C’est, au sens strict, le contraire de l’esprit des Lumières et du mouvement ouvrier, pour qui tous les peuples vont fusionner et disparaître dans une république mondiale ; « l’Internationale sera le genre humain ». Être de Gauche, être à Gauche, c’est considérer que, dans 500 ans, il n’y aura plus ni blancs ni noirs ni jaunes ni Chinois ni Français ni Indiens etc. etc. mais seulement des êtres humains formant une communauté universelle.
N’importe quel film de science-fiction un tant soit peu sérieux aborde toujours cette question par l’intermédiaire d’extra-terrestres scandalisé de voir les êtres humains divisés en races et nations. C’est le principe de base de n’importe quel intellectuel de Gauche traitant de l’humanité. Être de Gauche implique un point de vue planétaire.

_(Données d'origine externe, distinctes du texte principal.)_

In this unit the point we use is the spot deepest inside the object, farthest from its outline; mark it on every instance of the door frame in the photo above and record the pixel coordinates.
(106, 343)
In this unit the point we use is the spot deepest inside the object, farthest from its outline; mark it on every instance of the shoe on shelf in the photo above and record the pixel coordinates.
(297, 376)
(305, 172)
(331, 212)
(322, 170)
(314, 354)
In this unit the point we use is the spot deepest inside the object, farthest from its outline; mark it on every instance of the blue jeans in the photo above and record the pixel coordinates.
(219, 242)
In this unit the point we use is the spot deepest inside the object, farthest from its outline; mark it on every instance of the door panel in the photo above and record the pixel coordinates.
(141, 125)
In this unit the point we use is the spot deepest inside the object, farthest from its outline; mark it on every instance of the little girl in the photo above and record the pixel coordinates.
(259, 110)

Jean-Luc Mélenchon va à l’encontre de cela, il dit : les identités d’accord, si elles sont temporaires, si elles contribuent à d’autres identités elles-mêmes temporaires. C’est la même chose que l’idéologie LGBT devenue LGBTQIA+ etc. etc. par inflation identitaire. C’est l’idéologie du marché et Jean-Luc Mélenchon propose à la République française d’assumer le modèle américain, plus conforme à la modernité du capitalisme triomphant.
C’est évidemment en rapport avec son projet présidentiel pour 2022 ; c’est une tentative de lancer un projet populiste pour encore une fois nier la lutte des classes.